Glenn Chapman, Yahoo News 20 Apr 08;
Yahoo has unveiled an Earth Day initiative to divert mountains of landfill trash, using the Internet to match people unloading "junk" with those that want the stuff.
Yahoo is hoping to convince its 500 million users worldwide to join Freecycle.org, a nonprofit devoted to finding new homes for just about anything people are getting rid of.
"Our mission is keeping things out of landfills," said Deron Beal, who started Freecycle in 2003 and is its lone staff member.
"Junk only becomes junk after it no longer has any use. It is amazing what things people find uses for."
One Freecycle member put out an online request for socks, with or without holes. She was a school teacher with a class hand puppet project.
Another member gave away a half bottle of left over black hair dye.
Freecycle offerings have included "a box of chocolates, one eaten -- take as quickly as possible."
Beal gave away several tons of concrete chunks left from ripping out his driveway, posting the debris as 'urbanite" in a Freecycle group.
Some went to a community garden and the rest was used in home construction.
The new alliance is a natural given that Freecycle members communicate via Yahoo Groups, private Internet forums that include community emails.
People post or email about what they are seeking to get or give in their Freecycle groups, which are broken down by geography so members are basically communicating with neighbors.
Members interested in offered items respond with messages telling why. Givers choose recipients, who pick things up in-person.
There are Freecycle groups in 85 countries managed by volunteers using their own computers.
"Freecycle is run out of my guest bedroom here and about 10,000 other guest bedrooms worldwide," Beal said.
Freecycle ranks in the top three Yahoo online searches in the conservation category, coming in behind recycling and global warming.

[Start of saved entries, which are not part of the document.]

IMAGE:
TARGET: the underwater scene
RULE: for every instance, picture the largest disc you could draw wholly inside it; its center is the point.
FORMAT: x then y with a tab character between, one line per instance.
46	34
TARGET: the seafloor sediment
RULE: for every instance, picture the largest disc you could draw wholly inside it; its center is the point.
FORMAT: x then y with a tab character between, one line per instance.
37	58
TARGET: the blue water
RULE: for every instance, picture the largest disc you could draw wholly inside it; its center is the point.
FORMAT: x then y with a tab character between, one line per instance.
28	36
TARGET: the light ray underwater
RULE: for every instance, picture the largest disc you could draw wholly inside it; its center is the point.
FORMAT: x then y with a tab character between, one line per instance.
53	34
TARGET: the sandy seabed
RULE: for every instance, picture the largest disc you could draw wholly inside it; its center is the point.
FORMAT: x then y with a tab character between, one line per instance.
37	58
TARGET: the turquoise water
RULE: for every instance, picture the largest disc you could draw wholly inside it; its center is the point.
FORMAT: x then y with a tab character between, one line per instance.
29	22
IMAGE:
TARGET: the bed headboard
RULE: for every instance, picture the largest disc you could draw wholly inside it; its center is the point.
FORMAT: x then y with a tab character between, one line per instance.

"You have this massive underground movement going on and it is growing like crazy," Beal said.
"That is reassuring, because usually when you see the daily news you think we are doomed. If we are doomed and people are basically greedy, selfish folks then Freecycle wouldn't work. I try to remember that."
If the amount of junk the "free cycle of giving" has diverted from landfills were packed into trash trucks stacked one atop another, the resulting tower would reportedly be four times the height of Mt. Everest.
"This is a delightful example of the power of community," said Erin Carlson, director of Yahoo for Good, the Internet firm's "social responsibility" arm.
"This is something people can do not just on Earth Day, but every day. Everyone has something they'd like to give or get. Green doesn't have to cost more; it can be free."
Yahoo is spotlighting Freecycle on an environmentally-themed Yahoo Green website launched a year ago and is enticing people to join by seeding groups with giveaways including an electric car and organic groceries.
Freecycle membership is nearly five million and Yahoo hopes the alliance causes Freecycle's ranks to swell.
"If you give away an old, ratty sofa not only are you keeping 100 pounds out of a landfill, you are keeping a ton of raw materials from being extracted from Mother Earth," Beal said. "That is where we need to go."
Freecycle does have a short list of things that can't be offered for reuse that includes "old boyfriends, old girlfriends, toilet paper and stapled staples."
"It was hard to come up with things you couldn't Freecycle," Carlson said.